Elles étaient l'œuvre d'un artiste dont elle n'avait jamais entendu parler. La plupart semblait avoir été inspirées par
l'architecture des îles grecques. Dans le tableau qu'elle préférait, l'artiste avait délibérément exagéré la scène avec
des personnages à une petite échelle, de larges traits et de grands coups de pinceaux, comme si sa vision était un
peu floue. Les couleurs étaient vives et fortes. Plus elle y pensait, plus elle l'aimait. Elle songeait à l'acheter quand
elle se rendit compte que la toile lui plaisait parce qu'elle lui rappelait ses propres œuvres. Nous nous étions connues
en khâgne au lycée Louis-le-Grand puis rencontrées par hasard sur la plage de Donnant à Belle île en Mer un soir d'été.

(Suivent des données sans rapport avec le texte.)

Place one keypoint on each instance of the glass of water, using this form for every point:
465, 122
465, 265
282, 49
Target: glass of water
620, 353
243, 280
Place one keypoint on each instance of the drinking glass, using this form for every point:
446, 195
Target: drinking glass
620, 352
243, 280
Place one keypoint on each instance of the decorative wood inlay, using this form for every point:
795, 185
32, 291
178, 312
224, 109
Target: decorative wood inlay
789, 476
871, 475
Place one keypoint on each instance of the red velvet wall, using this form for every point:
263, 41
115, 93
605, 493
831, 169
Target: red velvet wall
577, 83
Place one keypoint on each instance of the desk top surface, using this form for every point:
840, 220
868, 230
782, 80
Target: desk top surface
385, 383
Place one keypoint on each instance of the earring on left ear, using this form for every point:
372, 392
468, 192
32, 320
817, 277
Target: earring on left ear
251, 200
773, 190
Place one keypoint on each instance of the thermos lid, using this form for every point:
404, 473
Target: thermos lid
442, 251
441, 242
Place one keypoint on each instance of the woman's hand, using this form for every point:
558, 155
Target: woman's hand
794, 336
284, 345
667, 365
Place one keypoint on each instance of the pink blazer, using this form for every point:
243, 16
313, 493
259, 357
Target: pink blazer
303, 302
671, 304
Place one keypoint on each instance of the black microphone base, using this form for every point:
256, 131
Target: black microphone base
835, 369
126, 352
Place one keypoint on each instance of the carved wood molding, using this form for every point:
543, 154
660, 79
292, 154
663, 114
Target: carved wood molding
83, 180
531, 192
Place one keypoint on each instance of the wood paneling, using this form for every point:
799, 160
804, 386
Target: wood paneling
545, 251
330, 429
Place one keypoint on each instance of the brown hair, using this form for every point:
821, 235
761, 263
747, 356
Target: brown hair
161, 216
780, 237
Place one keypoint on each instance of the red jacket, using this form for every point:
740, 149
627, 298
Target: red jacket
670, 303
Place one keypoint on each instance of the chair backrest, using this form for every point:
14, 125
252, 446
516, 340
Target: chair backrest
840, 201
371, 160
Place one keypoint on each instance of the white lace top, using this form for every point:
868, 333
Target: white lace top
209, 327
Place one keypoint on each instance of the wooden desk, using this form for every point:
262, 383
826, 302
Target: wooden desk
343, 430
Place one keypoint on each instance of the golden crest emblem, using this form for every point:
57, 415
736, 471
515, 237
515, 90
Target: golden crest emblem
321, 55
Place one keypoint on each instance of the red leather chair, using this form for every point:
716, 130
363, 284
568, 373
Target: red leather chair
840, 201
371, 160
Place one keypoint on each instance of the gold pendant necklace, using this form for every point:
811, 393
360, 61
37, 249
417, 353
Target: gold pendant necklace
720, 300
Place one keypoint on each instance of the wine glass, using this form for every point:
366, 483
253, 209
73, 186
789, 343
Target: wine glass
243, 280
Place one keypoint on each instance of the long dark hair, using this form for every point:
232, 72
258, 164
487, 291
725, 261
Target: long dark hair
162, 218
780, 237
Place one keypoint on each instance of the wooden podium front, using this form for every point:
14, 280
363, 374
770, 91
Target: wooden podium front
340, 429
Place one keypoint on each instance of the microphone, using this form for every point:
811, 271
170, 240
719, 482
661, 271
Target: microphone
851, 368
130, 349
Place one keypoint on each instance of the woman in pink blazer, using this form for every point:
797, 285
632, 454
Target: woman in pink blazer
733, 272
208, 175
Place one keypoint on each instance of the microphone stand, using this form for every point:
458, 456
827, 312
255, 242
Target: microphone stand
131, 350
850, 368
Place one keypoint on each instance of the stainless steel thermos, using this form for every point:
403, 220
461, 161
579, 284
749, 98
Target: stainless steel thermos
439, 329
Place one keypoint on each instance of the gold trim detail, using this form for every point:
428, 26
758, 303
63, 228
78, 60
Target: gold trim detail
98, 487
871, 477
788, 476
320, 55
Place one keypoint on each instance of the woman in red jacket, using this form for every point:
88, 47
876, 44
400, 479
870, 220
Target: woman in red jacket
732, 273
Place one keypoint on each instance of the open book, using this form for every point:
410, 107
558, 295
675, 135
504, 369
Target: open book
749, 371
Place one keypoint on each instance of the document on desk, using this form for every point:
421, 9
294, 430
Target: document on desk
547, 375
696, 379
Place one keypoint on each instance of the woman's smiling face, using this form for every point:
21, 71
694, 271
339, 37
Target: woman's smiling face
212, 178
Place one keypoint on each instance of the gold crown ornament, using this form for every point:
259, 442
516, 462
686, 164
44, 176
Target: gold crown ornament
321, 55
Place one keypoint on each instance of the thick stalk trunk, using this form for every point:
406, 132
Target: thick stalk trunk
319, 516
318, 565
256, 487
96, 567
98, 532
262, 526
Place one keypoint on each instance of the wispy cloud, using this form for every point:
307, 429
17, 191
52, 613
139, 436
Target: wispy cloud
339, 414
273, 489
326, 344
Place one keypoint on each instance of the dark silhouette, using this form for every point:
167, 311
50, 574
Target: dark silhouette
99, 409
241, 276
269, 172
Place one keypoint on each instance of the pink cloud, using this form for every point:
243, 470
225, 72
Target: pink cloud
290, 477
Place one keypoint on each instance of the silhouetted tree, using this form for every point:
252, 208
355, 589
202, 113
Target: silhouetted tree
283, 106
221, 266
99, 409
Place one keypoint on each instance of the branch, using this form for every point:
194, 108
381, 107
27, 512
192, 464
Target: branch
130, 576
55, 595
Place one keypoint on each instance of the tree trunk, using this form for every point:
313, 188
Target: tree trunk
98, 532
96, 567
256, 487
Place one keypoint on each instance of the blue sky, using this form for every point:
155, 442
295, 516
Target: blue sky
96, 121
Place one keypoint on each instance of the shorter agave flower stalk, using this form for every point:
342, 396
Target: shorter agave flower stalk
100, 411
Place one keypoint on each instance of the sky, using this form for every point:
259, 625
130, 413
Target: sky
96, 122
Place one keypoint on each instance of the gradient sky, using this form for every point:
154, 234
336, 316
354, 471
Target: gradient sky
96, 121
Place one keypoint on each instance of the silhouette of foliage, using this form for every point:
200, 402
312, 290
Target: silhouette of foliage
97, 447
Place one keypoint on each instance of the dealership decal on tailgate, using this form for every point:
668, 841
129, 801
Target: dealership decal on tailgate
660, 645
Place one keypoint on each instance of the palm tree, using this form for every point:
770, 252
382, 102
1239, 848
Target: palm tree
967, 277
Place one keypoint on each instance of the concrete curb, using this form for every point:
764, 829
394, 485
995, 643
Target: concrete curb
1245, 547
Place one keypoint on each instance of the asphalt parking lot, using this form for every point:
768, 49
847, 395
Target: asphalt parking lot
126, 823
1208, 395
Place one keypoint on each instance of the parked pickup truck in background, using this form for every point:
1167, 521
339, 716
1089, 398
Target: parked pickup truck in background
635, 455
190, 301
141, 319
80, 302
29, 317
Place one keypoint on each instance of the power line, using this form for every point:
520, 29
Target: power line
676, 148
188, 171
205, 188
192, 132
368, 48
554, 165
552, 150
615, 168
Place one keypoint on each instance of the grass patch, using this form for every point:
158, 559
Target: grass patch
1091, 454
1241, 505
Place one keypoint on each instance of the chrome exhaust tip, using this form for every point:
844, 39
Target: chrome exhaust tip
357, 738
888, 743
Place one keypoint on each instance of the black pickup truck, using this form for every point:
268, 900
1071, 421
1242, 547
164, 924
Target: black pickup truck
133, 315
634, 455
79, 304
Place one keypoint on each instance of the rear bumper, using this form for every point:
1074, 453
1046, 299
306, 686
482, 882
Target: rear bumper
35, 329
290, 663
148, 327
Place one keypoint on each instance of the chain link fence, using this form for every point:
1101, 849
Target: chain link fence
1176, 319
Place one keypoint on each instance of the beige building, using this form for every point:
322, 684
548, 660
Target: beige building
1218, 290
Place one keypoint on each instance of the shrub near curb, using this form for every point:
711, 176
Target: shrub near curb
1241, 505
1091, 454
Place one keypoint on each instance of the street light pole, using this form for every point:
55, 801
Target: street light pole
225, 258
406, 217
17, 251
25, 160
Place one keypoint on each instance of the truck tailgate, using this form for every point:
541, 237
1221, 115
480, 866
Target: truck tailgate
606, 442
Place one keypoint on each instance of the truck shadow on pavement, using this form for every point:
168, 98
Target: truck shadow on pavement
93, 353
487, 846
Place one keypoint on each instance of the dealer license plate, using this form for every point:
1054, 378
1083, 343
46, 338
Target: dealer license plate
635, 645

Elle n'avait pas changé: elle avait à présent vingt-trois ans, elle venait de réussir comme moi l'agrégation de lettres
classiques. Elle avait également conservé un air juvénile, perpétuant son adolescence. Les visages en disent autant
que les masques. Les yeux noisette, des cheveux noirs, coupés très courts, presque à ras, et la peau hâlée au soleil,
épanouie, à moins de détecter quelques signes d'angoisse dans ce léger gonflement de veines sur les tempes, mais
pourrait être aussi bien un signe de fatigue. Je l'ai appelée, le soir. Nous avions convenu d'un rendez-vous chez elle.
Elle m'a ouvert. "Tu es en retard" a-t-elle dit, j'ai rougi, je m'en rappelle d'autant mieux que ce n'est pas une habitude.
Je ne comprenais pas pourquoi ses moindres propos me gênaient ainsi. Elle m'avait aidée à ôter mon imperméable.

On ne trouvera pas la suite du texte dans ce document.